We’ve been in London for almost a month now, and I’m pleased to say I have not been run over as of yet. Of all the dangers that the city has to offer – thievery, muggings and endless amounts of Pizza Hut locations (of all the American exports to have!) – nothing has been relayed to us as more dangerous, or more likely, than being flattened by a double decker bus. The streets even tell you where to look, accounting for the likely scenario that you decide to play chicken rather than try and interpret the incomprehensible flow of traffic. And to think this used to be the seat of the empire…as the British would say, bollocks.

Life in London has been amazing, and my goal in contributing to this abroad edition of The Acorn is to try and be as little pretentious as possible. My biggest fear is coming across as being that guy who comes across as overly boastful about that “one time he studied abroad.”  Instead, I want to articulate what English life looks like from the perspective of an American to my fellow Drewids back home (I miss you so much Ranger Bear). This second installment comes from Staff Writer – and purveyor of fake news – Jake Levine.

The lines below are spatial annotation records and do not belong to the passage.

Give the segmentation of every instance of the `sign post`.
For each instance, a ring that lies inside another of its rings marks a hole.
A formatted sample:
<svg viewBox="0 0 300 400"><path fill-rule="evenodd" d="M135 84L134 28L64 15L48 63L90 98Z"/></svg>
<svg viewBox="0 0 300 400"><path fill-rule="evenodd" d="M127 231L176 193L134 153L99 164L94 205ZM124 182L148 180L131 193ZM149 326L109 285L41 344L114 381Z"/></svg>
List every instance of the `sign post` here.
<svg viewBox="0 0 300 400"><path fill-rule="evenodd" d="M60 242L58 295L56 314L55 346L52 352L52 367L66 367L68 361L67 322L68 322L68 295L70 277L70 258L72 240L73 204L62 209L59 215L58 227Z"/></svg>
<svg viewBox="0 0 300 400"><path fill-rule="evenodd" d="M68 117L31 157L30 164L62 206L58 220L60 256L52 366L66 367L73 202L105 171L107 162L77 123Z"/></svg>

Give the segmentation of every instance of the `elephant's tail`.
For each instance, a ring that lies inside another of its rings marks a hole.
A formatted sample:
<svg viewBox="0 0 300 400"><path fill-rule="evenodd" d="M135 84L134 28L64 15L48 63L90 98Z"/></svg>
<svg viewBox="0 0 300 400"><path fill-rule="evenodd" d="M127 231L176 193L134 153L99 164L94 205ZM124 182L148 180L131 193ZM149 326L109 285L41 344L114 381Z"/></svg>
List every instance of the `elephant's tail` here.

As we move closer to the milestone of one month in the U.K, it seems odd that it still feels unreal. Walking through the streets of London, one notices the reverie that is this magnificent city. Castles and displays of gold line the streets in an exquisite manner, almost overtaking the splendor of the countless drunk people getting plastered on London’s many street corners. The people are unbelievably friendly, always willing to offer directions, share a pint at the pub or enthusiastically, and quite creatively mind you, saying the darndest things like “Oi mate, fuck off will ya?!?”

But having the opportunity to learn in a different country is something truly eye-opening. You see things from a different perspective and come to understand how other people see the world. For example, apparently the British were justified and, get this, underdogs in the Falkland War – at least according to the doorman at the Palace of Westminster (and contrary to what everyone else believes, but “when in Rome,” am I right?). Or that the wonderful monarchs, whose young Prince George likes to call his fellow classmates “treacle,” and the class system, epitomized by the outdated House of Lords, commonly referred to in the House of Commons as “Jurassic Park” or “The Old Man’s Home,” are essential components of a diverse and thriving democratic society.

Despite what may sound like assessment of the U.K, I actually think it is wonderful here. I daresay that London eclipses New York (though the pizza and bagels here are shite). The pigeons are cooler, their underground is actually clean and well-maintained and all the museums are free. But, like every other place, England has its advantages and faults. It isn’t perfect, but neither is America (at least their messy yellow-haired cheeto figure – Boris Johnson – is only their Foreign Secretary – equivalent to Secretary of State – and not their leader). That being said, I do miss certain things about America. I miss ICEEs, freedom, Guy Fieri, dumping tea in the harbor and, last but not least, Bee Movie. But most of all, I miss not constantly fearing impending death every time I step on the street. London cars, get your shite together. Once again, from The Acorn, I’m Jake Levine. Cheers.